The usual routine — because natural disasters are not uncommon in the islands — would be for everyone to simply send money directly to someone they knew who was affected.
But this time there are bodies in the streets and unprecedented misery.
"We're going to have to come together. We're going to have to do something bigger," Patricio said.
Patricio had been reading up on nongovernmental organizations, private charities and the Philippines' reputation for public corruption, trying to decide whom to trust with donations.
"This is an agricultural community. We are used to hard work, living from day to day. We can manage to give more," she said. "But it cannot go to waste."
 
Patricio came from the Philippines as a young woman with a degree in education. But in those days, Filipinos were treated as second-class citizens. The male laborers by contract were not allowed to marry or own property.

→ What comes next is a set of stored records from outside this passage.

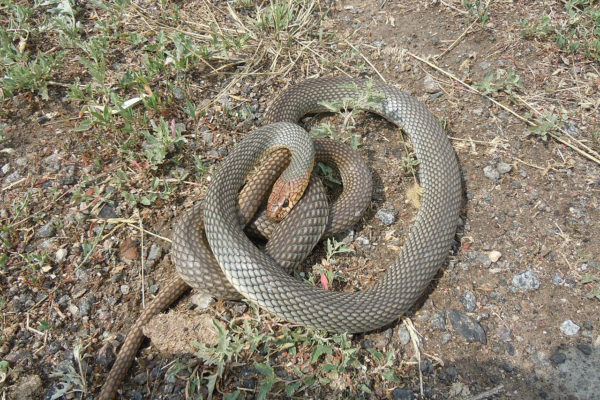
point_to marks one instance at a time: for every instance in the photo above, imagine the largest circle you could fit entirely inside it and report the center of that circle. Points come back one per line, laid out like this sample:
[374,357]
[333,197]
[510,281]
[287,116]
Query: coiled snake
[257,276]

Patricio picked grapes. When the labor clashes started, she was locked out of work and scrambled to survive by stringing together part-time jobs. Then she had the idea to open a bakery.
A circle of friends pitched in money and various expertise — bookkeeper, baker, carpenter — to start Fil Bake Shop in the same building where it still stands, just off Highway 99.
By dawn, most of the farmworkers were in the fields that surround the town. It was the last of the table grape harvest and the leaves on the vines were already turning the color of rust and beginning to curl.
The day's second wave of customers were picking up pastries for their offices or trucks in the field. They were on their way to work, so conversations were to the point: "Have you heard from family?"
"Everybody's alive. They're surviving," Andy Alfeche told a friend.
Alfeche has family in Bohol and Cebu. He had already wired $500 and booked a flight for the Philippines in two weeks.
"I have to see for myself," he said.
Tony Cena, a field worker for 45 years, said his wife, Daisy, had been in the Philippines for a nursing conference and left Manila the day of the typhoon.
"She said the plane was shaking for 15 minutes when they flew past the storm. I didn't know if they canceled the flight. When I saw her in the airport at LAX, I was very happy. Very," he said ducking his head, hiding his eyes.
David De Guzman, 49, said when he came home last week, his landlord asked, "Did you see what happened?"
"His eyes were all bugged out. I thought, 'He just doesn't know how much death and destruction you see growing up over there,'" he said. "Our philosophy is just to enjoy your life. If you can, do a little good. But don't count on tomorrow."
But Guzman, a self-employed carpenter, was shocked when he watched the footage. What shook him the most were the broken coconut trees strewn everywhere.
"Coconut trees don't break. Sometimes they come up by the roots, but they never break," he said.
Normally, he shies away from fundraisers because he has never seen housing built for the poor after other disasters in the Philippines, he said.
"But 50 cents goes a mile in the Philippines," he said. "If the bakery accepts donations I'll give everything I can and hope I see houses."
Board members of the Filipino Community of Delano directed donations to the Red Cross after the California State Assembly listed it as a suggested organization. Patricio and her workers gave $500. VBZ Grapes, a
local grower, pledged $100,000.
Thursday morning, Patricio put a Red Cross donation box on the counter in front of trays of vanilla bread, lumpias and ladyfingers.
"The Filipino way is to keep worries inside," she said. "But it is right this time to tell all the people we are needing a little support."